Filmmaker, poet and friend Nijla Mu'min poses for a photo in front of a mural that reads Oakland Dreams, by Trust Your Struggle. (Pendarvis Harshaw)

Trying to kickstart my ambition the day of the great electric car-kick-and-connection, I was on assignment: taking over KQED Arts’ Instagram stories to give a glimpse into “a day in the life” of what it’s like for me running around town. I figured some inspiration might find me.

I posted images of murals and matched them with music from local artists. A shared a quick meeting with a movie maker named Nijla Mu’min, who shared her message about her forthcoming film named after Mosswood. A few shots taken by Lake Merritt at sunset.

And then it was time for the evening's main event: a retirement celebration for the former head of East Oakland Youth Development Center, Ms. Regina Jackson. I stood in the back of the room, underdressed and hiding behind my camera, as the decadent Rotunda building in Oakland's Frank Ogawa Plaza swelled with elected officials and community members praising Ms. Regina's 27 years of fighting against the machine.

Ms. Regina Jackson receives a standing ovation during her retirement party.
Ms. Regina Jackson receives a standing ovation during her retirement party. (Via EOYDC)

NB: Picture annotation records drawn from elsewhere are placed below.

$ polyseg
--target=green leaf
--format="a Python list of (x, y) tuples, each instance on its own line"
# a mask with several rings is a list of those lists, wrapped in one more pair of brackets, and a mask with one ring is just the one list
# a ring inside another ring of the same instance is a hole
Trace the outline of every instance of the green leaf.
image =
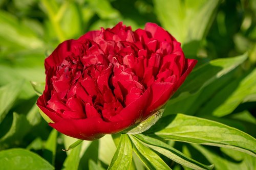
[(145, 120), (144, 120), (135, 126), (133, 126), (125, 130), (123, 132), (129, 134), (137, 134), (146, 131), (152, 126), (155, 125), (161, 117), (162, 117), (164, 110), (164, 109), (161, 109), (158, 110)]
[(62, 170), (77, 170), (80, 162), (80, 153), (82, 145), (80, 144), (70, 151), (63, 163), (64, 168)]
[(214, 165), (205, 165), (187, 157), (169, 145), (142, 134), (135, 136), (146, 146), (182, 165), (193, 169), (211, 169)]
[(17, 98), (24, 82), (18, 81), (0, 87), (0, 123)]
[(106, 135), (99, 140), (99, 159), (110, 164), (115, 155), (116, 147), (111, 135)]
[(58, 131), (53, 129), (45, 145), (44, 157), (54, 165), (57, 148), (57, 136)]
[(1, 169), (8, 170), (54, 169), (37, 154), (23, 149), (0, 151)]
[(102, 19), (111, 19), (118, 17), (120, 14), (117, 10), (113, 8), (107, 0), (89, 0), (91, 8)]
[(0, 10), (0, 45), (16, 50), (41, 47), (43, 42), (29, 27), (10, 13)]
[[(254, 169), (256, 165), (256, 158), (252, 156), (245, 154), (243, 153), (232, 151), (228, 153), (225, 152), (226, 155), (223, 156), (215, 151), (209, 150), (203, 146), (193, 144), (193, 147), (198, 150), (200, 153), (211, 163), (214, 163), (216, 169)], [(229, 158), (227, 158), (228, 155)], [(235, 159), (232, 160), (231, 159)], [(238, 158), (238, 159), (237, 160)], [(230, 159), (231, 158), (231, 159)]]
[(202, 39), (211, 24), (220, 2), (154, 1), (161, 23), (182, 43)]
[(238, 129), (182, 114), (169, 118), (173, 121), (156, 132), (157, 135), (166, 140), (227, 148), (256, 156), (256, 139)]
[(193, 114), (212, 95), (228, 84), (233, 70), (247, 58), (247, 55), (210, 61), (195, 69), (168, 102), (163, 117), (172, 114)]
[(46, 86), (46, 83), (38, 83), (36, 82), (30, 82), (31, 85), (34, 89), (36, 94), (40, 96), (42, 94), (44, 90), (45, 90), (45, 87)]
[(229, 82), (212, 97), (197, 114), (207, 113), (222, 117), (231, 113), (247, 95), (252, 93), (252, 90), (256, 84), (255, 77), (256, 69), (254, 69), (241, 78)]
[(41, 111), (41, 109), (39, 109), (39, 112), (40, 113), (40, 114), (41, 115), (41, 116), (42, 116), (42, 118), (44, 118), (45, 120), (46, 121), (46, 122), (47, 122), (48, 123), (51, 123), (53, 124), (54, 123), (54, 122), (53, 122), (50, 117), (49, 117), (48, 115), (45, 114), (45, 113), (44, 113), (42, 112), (42, 111)]
[[(66, 4), (64, 4), (63, 5), (66, 5)], [(79, 8), (75, 3), (71, 2), (67, 5), (66, 7), (66, 9), (65, 11), (63, 10), (63, 15), (61, 15), (63, 16), (62, 16), (60, 25), (66, 38), (77, 38), (82, 34)], [(72, 26), (70, 27), (71, 25)]]
[[(64, 146), (66, 148), (68, 148), (68, 150), (69, 150), (69, 148), (71, 147), (70, 149), (72, 149), (73, 146), (75, 146), (77, 144), (79, 144), (79, 141), (80, 140), (78, 140), (76, 138), (71, 137), (64, 134), (62, 134), (62, 137), (63, 139), (64, 140)], [(80, 152), (80, 157), (81, 158), (84, 152), (87, 150), (90, 145), (92, 143), (92, 141), (90, 140), (82, 140), (81, 141), (81, 152)], [(66, 153), (67, 155), (69, 155), (70, 152), (67, 152)]]
[(0, 149), (20, 144), (31, 126), (24, 115), (13, 112), (13, 119), (9, 131), (0, 139)]
[(156, 153), (144, 145), (132, 135), (129, 136), (132, 140), (134, 152), (148, 169), (171, 169)]
[(89, 159), (89, 170), (105, 170), (101, 166), (97, 165), (92, 159)]
[(67, 149), (62, 149), (62, 150), (63, 151), (68, 151), (69, 150), (73, 149), (78, 145), (79, 145), (80, 143), (81, 143), (83, 141), (83, 140), (80, 140), (80, 139), (77, 140), (77, 141), (76, 141), (75, 142), (70, 145), (69, 147), (69, 148), (68, 148)]
[[(179, 90), (195, 93), (222, 76), (233, 70), (248, 58), (247, 53), (241, 56), (210, 61), (195, 69), (186, 79)], [(176, 95), (178, 94), (176, 94)]]
[(133, 145), (125, 134), (121, 134), (119, 143), (108, 169), (129, 169), (133, 158)]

I've seen Ms. Regina's work in Deep East Oakland and in the Far East. In 2014, I served as chaperone on a trip where she took a group of young African American men to China. I didn't get a chance to give her a hug and some appreciation at her retirement celebration, but if I had, I couldn't have thanked her enough.

I posted a beautiful dance performance by educator and artist Queen Imïnah, and I headed home. There were a bunch of photos left untaken that day, more than just the assault of the battery-charged car.

While en route to Ms. Regina's celebration, for example, I passed something else that lingered on my mind all month: Westlake Middle School, where Omolade and San-chez held their hunger strike. I saw their tents, and didn't stop. But I followed their story all month.

When I finally I talked to Omolade earlier this week, the first thing I did was apologize for not covering their story earlier. At the end of our talk, I told him about the interaction at the intersection—the man kicking the Tesla. Omolade knew about tenacity. I asked him: how do you keep fighting the system? I figured that someone who was willing to die for what they believe in might have some guidance for a struggling writer.

His answer?

Maurice André San-Chez and Moses Omolade receive medical attention from community members during their hunger strike.
Maurice André San-Chez and Moses Omolade receive medical attention from community members during their hunger strike. (Via Moses Omolade )

"Love," said Omolade. "Love was centered, big time. The community really centered love—and it is currently centered. It's continuously the fire that we use."

Sponsored

You know what might be wiser than trying to kick against a machine? Investing in organizing, strategizing and community—specifically community love. Note to self.